There to mark the occasion was another first: the members of the class of 1976, the first to graduate from the school. The then-Franklin Pierce Law Center's upstart beginnings were the focus of admiration and nostalgia from those graduates, who noted that the school wouldn't be where it is today without its innovative founders and spirit.

In its inception, the school "was billed an experiment in legal education, and we became the lab rats," joked James Conway, historian for the class of '76. But "without us and the other risk-takers that were involved at that time, we wouldn't be here today."

Three distinguished guests were also there to mark the occasion, and to receive honorary degrees from the school: Congresswoman Donna Edwards of Maryland, herself an alumna of UNH Law and the commencement speaker; famed Constitutional scholar and Harvard Professor Laurence H. Tribe; and Texas Supreme Court Chief Justice Wallace Jefferson.

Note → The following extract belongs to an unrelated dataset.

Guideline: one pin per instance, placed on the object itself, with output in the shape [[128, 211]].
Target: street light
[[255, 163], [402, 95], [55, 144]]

"There's something special about this law school," Edwards told the graduates. She chose UNH Law because "I wanted an intimate learning environment, I wanted an institution that treated me as more than just a number on a blue book."

The school's global perspective and student body were also highlighted. Kanav Hasija, who received his Master of Intellectual Property degree at UNH Law on Saturday, told the students, "Today is the the World Day for Cultural Diversity for Dialogue, and I see that in this school."

The 2011 graduating students represented 35 states and the District of Columbia, as well as eight countries.

Hasija, who is from India, joked that the climate had been his biggest cultural challenge. "Whoever claimed that global warming is a big issue, please come to New Hampshire in December and say that," he said to laughter.

Brian Buonamano, who received his JD degree, said UNH Law had given him an outward focus. "Law school is not about the lawyer. The law is not about the lawyer." He told the graduates: "Feel good right now; appreciate this moment. Appreciate the fact that you have made it this far. Once it's over, it's not going to be about you anymore."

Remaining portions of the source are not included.